Roadmap for atomic floating point support?

Atomicadd for floats has been supported in CUDA since Fermi (circa 2010), but such feature still does not seem to be supported in the latest OpenCL specification. curious is this on the roadmap?

right now I am using the only known hack to get around this problem (via atomic_xchg)

but it gives me too much overhead on some processors - for example, for Intel CPU, this while(atomic_xchg()) line costs me about 25% of the run-time (in comparison, my CUDA equivalent version of this kernel shows less than 1% latency for atomicadd).

if there is no known timetable for this feature, are there evolved solution to do this with better efficiency?

A classic variant of Igor Suhorukov should be faster as it involves only one atomic_cmpxchg operation per loop iteration instead of two atomic_xchg. Guys from StreamHPC have their own variant and suggest that it is even faster, however in my code on AMD GPUs it is of the same performance. Sorry, I cannot include links normally.

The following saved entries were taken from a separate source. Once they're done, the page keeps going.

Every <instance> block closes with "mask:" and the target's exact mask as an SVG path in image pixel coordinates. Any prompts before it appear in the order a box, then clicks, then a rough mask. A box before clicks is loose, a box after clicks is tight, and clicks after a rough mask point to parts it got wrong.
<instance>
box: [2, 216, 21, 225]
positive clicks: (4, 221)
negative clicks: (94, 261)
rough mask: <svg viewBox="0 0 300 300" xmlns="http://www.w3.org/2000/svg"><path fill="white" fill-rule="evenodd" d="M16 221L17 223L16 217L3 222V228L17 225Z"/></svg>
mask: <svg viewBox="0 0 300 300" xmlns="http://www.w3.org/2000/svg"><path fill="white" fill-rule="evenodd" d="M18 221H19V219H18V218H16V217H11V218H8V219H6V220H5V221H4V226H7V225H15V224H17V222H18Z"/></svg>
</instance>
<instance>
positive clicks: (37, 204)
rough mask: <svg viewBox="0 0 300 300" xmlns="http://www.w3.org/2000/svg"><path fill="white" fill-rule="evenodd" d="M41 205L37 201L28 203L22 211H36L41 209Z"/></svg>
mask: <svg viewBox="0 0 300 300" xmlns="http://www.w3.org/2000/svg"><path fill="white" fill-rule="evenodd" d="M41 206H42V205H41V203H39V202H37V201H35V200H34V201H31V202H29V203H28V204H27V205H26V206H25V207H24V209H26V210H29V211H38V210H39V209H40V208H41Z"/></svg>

http://streamhpc.com/blog/2016-02-09/atomic-operations-for-floats-in-opencl-improved

hi Melirius

thanks for the links. I just tested the two variants you suggested (the two versions on the streamhpc link, AtomicAdd_g_f and atomicAdd_g_f ), unfortunately, they performed quite poorly.

In fact, on the AMD GPU (Vega II, ROCm 2.4 driver), the 2nd variant ( atomicAdd_g_f ) produced a speed that is about 1/7 of the speed compared to the version currently in my code [1] with 2x atomic_xchg,

the first version ( AtomicAdd_g_f ) is faster, produced about 1/3 of the speed on the Vega II. The performance on NVIDIA GPU is even worse - on my TitanV GPU, the speed drop from 35803.80 photon/ms to 681.49 photon/ms, a 52x slow down !

Both tests were run on Linux host (Ubuntu 16.04) with the update to date driver. I was a bit surprised how much this single function can change the performance so dramatically.

if anyone wants to reproduce this, please check the codes and run benchmarks using this github post:

Qianqian

[1] mcxcl/mcx_core.cl at 0fe7813fe789489278075965988ae623d984ad6d · fangq/mcxcl · GitHub

I have exactly the opposite effect. My code makes multidimensional integration so it involve quite a lot of atomic floating-point additions, however integrand function evaluation is still the most time-consuming part. My fast notebook result by Oland GPU is 438 s for your variant vs 362 s for GROMACS variant on 15.200.1065.0 AMD drivers for Win10 x64. Cannot test on my main Tahiti GPUs yet, they are at work for another week or so. (Yes, I need double precision, so Tahiti are my best friends.)

Have you checked that new function does not change the size of the code to blow it out of the cache, and register pressure does not change number of waves in flight?

Extension of your variant to doubles is not as simple as it may seem due to no atom_xchg for double, only for long and ulong. My variant again uses unions:

typedef union {
	ulong intVal;
	double floatVal;
} uni;

inline void atomic_add_local(local double * source, const double operand) {
	uni old;
	old.floatVal = operand;
	uni t, t1;
	t1.floatVal = 0.0; // to ensure correct double bit representation of 0
	do {
		t.intVal = atom_xchg((local ulong *)source, t1.intVal);
		t.floatVal += old.floatVal;
	} while ((old.intVal = atom_xchg((local ulong *)source, t.intVal)) != t1.intVal);
}

Results for doubles on the same workload are 3707 s vs 4215 s again in favour of atom_cmpxchg variant.